Pomegranates are one of the oldest cultivated fruits in the world, yet to many of us they still seem exotic. The jewel-like red seeds are full of nutrition and flavor. You can find pomegranates in season from September through January. Use the flavor and color to really highlight your dishes.
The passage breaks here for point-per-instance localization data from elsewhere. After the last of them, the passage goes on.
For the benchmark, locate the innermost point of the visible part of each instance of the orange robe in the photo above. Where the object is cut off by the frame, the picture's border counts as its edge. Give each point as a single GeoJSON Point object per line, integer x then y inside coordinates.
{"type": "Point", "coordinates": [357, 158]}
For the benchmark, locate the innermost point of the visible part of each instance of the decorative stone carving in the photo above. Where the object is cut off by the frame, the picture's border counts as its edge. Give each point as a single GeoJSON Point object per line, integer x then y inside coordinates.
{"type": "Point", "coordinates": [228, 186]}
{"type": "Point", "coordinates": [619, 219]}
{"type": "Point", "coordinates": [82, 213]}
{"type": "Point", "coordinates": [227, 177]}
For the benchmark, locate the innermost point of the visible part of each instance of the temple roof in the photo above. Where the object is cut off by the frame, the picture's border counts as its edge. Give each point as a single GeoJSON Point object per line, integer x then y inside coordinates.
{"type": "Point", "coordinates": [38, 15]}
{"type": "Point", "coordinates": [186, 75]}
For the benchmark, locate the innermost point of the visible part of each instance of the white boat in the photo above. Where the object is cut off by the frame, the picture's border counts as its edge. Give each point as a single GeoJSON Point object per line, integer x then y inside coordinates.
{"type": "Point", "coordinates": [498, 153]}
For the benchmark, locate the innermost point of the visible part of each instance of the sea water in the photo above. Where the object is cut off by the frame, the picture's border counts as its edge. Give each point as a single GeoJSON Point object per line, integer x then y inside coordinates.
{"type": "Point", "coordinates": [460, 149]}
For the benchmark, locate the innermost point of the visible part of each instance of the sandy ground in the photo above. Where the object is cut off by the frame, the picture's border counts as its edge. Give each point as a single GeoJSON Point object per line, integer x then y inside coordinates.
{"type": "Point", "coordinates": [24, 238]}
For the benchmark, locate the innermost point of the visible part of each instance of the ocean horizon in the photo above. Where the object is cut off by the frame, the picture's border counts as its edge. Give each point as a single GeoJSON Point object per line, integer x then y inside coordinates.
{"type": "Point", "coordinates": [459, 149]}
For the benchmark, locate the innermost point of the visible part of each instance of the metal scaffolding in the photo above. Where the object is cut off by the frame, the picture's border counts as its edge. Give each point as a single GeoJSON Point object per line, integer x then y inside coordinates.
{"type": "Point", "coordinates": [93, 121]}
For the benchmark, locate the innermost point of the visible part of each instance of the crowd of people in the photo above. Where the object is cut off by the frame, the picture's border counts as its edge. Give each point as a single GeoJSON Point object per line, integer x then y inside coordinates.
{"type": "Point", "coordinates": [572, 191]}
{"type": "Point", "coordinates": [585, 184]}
Choose ripe avocados if you will use them right away. If you want them to keep for awhile, choose harder, unripe specimens. Keep them on the counter and they should ripen in a few days. Unlike most fruits, avocados do not ripen until they are picked. Once they are ripe, you can sometimes keep them another day or two in the refrigerator. When you cut them open, use a citrus juice like lemon or lime to prevent the avocado from browning. The lime juice in our recipe here takes care of that issue right away. Serve this delicious dish with chips, or spoon some over a cooked chicken breast or fish fillet.
Ingredients -
2 zucchini, trimmed and cut into ½ inch diced pieces
1 Tablespoon extra virgin olive oil
1 teaspoon fresh oregano, finely chopped
¾ teaspoon coarse salt
Freshly ground pepper
¼ cup red onion, finely chopped
1 avocado, halved, pitted, peeled and diced into ¼ inch pieces
½ cup pomegranate seeds
1 Tablespoon feta cheese, crumbled
1 Tablespoon fresh lime juice
Preparation:
Preheat oven to 425 degrees Fahrenheit.
Toss the zucchini with oregano, olive oil, ¼ teaspoon salt, and 1 teaspoon pepper in a bowl. Spread the seasoned zucchini in a single layer on a baking sheet with a rim. Roast until golden brown and tender, tossing once. This takes about 25 minutes. Transfer the zucchini to a wire rack and let it cool completely.
Transfer the cooled zucchini to a medium bowl. Add your avocado, onion, pomegranate seeds, feta cheese, lime juice, ¼ teaspoon salt, and 1 teaspoon pepper. Gently stir to combine the ingredients. Let it chill in the refrigerator for 30 minutes to 2 hours.
Serve with chips, pita bread or serve on chicken or fish fillets.